L'histoire :
Que regarde-t-elle, la femme sur le pont, le visage en partie caché par l’ombre ? Que voit-elle ? Qu'espère-t-elle ? Elle attend quelque chose, quelqu’un, c’est évident, un signe, un présage. Elle ne sait pas quoi, au juste, un message à elle seule destiné ? Les premières pages de l’ouvrage commencent par cette femme de profil qui pose sa main sur son visage de manière à voir au loin, à scruter l'horizon. Cette femme est sur le pont d’un bateau. Elle est à la fois inconnue et familière. Les gratte-ciel derrière elle évoquent l’Amérique, cette Amérique que l’on porte en nous, comme on possède un paysage intérieur de lecture, de films, de musique, de peinture, de photographie. Quelque part, l’Amérique, c’est le seul pays que l’on connaît déjà avant d’y avoir posé le pied. On aime imaginer notre vie là-bas. Cette femme nous invite à cette imagination, cette projection, que l’on soit à New York, à Los Angeles, à Paris ou ailleurs. Comme le narrateur, on aime s’asseoir à la terrasse d’un café. Il suffit d’une silhouette qui passe pour que l’on invente son histoire. Un homme. Une femme. Toutes ces vies que nous pourrions vivre…

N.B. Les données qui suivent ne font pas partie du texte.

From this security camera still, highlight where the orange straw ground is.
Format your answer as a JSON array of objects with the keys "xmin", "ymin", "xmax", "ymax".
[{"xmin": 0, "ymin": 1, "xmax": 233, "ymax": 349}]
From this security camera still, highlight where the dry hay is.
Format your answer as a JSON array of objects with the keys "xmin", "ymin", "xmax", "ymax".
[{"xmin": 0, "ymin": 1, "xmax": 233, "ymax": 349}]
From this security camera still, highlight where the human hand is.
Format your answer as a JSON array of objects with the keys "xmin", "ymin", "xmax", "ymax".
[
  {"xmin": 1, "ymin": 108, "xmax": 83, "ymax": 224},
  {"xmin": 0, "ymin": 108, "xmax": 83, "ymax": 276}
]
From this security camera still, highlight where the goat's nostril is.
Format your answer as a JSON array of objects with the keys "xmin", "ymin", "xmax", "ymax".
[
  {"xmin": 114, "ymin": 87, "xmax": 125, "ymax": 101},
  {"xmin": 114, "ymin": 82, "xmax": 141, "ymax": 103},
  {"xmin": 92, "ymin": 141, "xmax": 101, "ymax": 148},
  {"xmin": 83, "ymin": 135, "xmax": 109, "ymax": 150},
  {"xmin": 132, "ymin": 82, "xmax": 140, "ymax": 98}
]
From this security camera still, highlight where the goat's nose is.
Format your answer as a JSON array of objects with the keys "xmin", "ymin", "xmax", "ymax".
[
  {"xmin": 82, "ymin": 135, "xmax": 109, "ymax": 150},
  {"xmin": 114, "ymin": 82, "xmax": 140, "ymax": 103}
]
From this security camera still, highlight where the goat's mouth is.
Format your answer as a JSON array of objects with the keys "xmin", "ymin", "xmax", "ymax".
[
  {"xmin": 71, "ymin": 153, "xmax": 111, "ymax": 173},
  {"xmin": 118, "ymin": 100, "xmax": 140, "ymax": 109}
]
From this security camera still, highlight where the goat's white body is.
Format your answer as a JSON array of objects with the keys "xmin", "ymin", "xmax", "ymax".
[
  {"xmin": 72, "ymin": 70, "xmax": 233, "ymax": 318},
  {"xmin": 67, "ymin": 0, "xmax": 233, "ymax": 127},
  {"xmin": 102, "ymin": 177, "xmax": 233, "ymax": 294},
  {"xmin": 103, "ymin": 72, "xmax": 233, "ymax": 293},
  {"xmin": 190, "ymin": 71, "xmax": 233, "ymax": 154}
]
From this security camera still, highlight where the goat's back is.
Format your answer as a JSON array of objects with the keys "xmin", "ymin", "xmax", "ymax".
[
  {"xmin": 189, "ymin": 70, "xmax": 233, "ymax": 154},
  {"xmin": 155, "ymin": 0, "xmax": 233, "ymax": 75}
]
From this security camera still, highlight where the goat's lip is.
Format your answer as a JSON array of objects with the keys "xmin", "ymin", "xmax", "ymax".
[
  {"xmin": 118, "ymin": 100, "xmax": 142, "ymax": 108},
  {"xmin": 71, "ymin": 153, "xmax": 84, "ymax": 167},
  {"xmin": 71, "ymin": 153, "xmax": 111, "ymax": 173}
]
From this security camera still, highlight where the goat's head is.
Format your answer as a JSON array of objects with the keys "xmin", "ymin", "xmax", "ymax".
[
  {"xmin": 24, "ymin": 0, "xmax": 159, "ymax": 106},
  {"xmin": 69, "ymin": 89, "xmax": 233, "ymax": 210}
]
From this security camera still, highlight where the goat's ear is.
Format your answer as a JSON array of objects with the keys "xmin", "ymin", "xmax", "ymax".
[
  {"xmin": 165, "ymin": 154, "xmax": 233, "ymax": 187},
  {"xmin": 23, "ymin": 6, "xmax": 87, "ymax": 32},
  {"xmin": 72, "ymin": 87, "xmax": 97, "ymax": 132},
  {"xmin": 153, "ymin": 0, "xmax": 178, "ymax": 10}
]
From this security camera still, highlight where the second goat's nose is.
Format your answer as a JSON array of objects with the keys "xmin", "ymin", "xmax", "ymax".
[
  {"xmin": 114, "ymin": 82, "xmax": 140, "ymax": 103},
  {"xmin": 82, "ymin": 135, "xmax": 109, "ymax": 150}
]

Ce qu'on en pense sur la planète BD :
L'Amérique est la terre de tous les excès, de toutes les contradictions, de toutes les superbes, de toutes les interrogations. Les élections américaines nous le montre à chaque fois. D'un côté, elle fascine par son côté XXL. Là-bas, les électeurs sont grands, les buildings tutoient le ciel, les routes sont infinies. Cette démesure se retrouve partout, everywhere. D'un côté, elle révulse par sa violence, son incohérence. C'est Le meilleur des mondes d'Aldous Huxley, avec un revers de médaille. Qui mieux que Miles Hyman pour nous la raconter avec ses images décalées, une petite fille avec une tête de lapin qui fait de la corde à sauter devant un motel, un flamant qui passe au second plan alors qu'une femme lit un livre. Et si le flamant rose voulait lire lui aussi ? On retrouve une femme en combinaison de bain, avec un bonnet rouge. Et puis, il y a cette grâce graphique propre à Hyman qui nous habite, qui nous transporte. Les textes de François Busnel, empreints de poésie, nous accompagnent dans ce voyage aux confins de l'Amérique. America, c'est beau trip avec un A majuscule.